Whether you or someone you know has a problem with alcohol or substance abuse, there is help out there no matter how big or small the problem.
The Army Substance Abuse Program at Fort Bragg, currently offers five different programs to help tackle the problems associated with substance abuse as part of the Army’s Ready and Resilient campaign.
At the beginning of the year, Fort Bragg began their Ready and Resilient campaign, geared towards the comprehensive health care of its Soldiers, Family members, and civilians, so they can deal with the challenges of a demanding career.
The programs offered through ASAP aim to strengthen the mental fitness of the force, and encourage Soldiers and Family members to seek assistance without feeling stigmatized. Fort Bragg ASAP offers clinical services, substance abuse prevention and training, drug testing and processing, a Risk Reduction Program, and the Employee Assistance Program.

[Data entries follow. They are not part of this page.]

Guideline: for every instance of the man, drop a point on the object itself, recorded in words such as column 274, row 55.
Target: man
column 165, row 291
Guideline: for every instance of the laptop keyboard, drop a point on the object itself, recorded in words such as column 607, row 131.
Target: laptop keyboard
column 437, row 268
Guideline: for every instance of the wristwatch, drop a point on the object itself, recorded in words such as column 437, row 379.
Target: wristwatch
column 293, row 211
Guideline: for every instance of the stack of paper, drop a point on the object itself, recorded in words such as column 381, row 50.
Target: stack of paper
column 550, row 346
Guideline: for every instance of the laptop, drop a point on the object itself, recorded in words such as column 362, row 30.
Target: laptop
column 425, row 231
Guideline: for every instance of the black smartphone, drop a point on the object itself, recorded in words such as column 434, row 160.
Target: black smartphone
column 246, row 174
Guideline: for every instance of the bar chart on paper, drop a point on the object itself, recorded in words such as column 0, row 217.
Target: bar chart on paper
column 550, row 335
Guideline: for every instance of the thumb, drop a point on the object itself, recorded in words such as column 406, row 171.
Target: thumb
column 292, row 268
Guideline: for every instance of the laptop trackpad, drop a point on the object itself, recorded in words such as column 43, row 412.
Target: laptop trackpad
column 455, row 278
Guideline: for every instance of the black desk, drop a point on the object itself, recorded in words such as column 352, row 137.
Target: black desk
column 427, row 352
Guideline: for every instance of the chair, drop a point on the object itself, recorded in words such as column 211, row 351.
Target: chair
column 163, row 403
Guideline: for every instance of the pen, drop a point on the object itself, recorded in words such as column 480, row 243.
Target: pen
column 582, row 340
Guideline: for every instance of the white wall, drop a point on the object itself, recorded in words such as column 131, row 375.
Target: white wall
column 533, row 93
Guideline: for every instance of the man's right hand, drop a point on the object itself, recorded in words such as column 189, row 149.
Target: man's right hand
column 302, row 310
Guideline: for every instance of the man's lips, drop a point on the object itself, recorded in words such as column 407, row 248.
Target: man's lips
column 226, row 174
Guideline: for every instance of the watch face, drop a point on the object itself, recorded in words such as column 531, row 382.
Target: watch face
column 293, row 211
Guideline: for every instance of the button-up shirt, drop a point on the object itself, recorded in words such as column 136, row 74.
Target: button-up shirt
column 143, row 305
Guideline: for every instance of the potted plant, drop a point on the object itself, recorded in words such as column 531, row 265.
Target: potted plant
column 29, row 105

The clinical program provides evaluation and rehabilitation services for Soldiers experiencing substance abuse and addiction issues. ASAP employees provide training and awareness for the prevention of substance abuse to units across Fort Bragg as part of the prevention and training program. Fort Bragg ASAP facilitates the drug testing of Soldiers and civilian employees through their testing and processing program.
The Risk Reduction Program provides commanders the tools to identify and reduce 14, high-risk behaviors such as, substance abuse, suicide, spousal or child abuse, absent without leave, sexually transmitted diseases, and accidents.
Through the Employee Assistance Program, Fort Bragg ASAP provides screening and referral services for Department of the Army civilians and Family members, as well as consultation to management.
“Unfortunately, if we wait to the point where we have to be referred, then sometimes a lot of damage has already been done in our lives, personally or professionally, and sometimes it’s hard to undo those things,” said Pat Rolleri, prevention coordinator, Fort Bragg ASAP. “It’s never too late, but we encourage people to get help before it gets to that point.”
In the last year, Fort Bragg ASAP reports that there were a total of 212 incidences of driving under the influence — 108 on post and 104 off post.
According to Fort Bragg Master Policy 111, which supplements Army Directive 2012-07 (administrative processing for separation of Soldiers for alcohol or other drug abuse), it requires a mandatory initiation of administrative separation for drug and alcohol related offenses. A flag will be imposed and administrative separation proceedings initiated within five calendar days of credible information that the Soldier drove with a blood alcohol content of .08 or greater. Proceeding will also be initiated if the Soldier is under 21 years old and has any alcohol in their system; refuses to take a blood alcohol test; is involved in a serious alcohol related offense that is punishable under the Uniformed Code of Military Justice by confinement exceeding one year; or if they are found to have used, distributed or been in possession of illegal drugs, substances or paraphernalia.
“Today you realize you have a problem. If you don’t do anything about it, there’s a very good chance there’s going to be an incident, and then your command is going to realize you have a problem, and you’ll be command referred,” said Marci Curry, risk reduction program coordinator, Fort Bragg ASAP.
“Fort Bragg Master Policy 111 states that one incident, one DUI, and your military career may be over. Your command will begin chapter initiation,” Curry explained.
The message is clear, get help voluntarily before an incident occurs and you are command referred, and face the possibility of losing your career.
If you, or someone you know are struggling with an alcohol or substance abuse problem, seek help. ASAP services are not only available to Soldiers and Department of the Army civilians, but they extend to their Family members as well.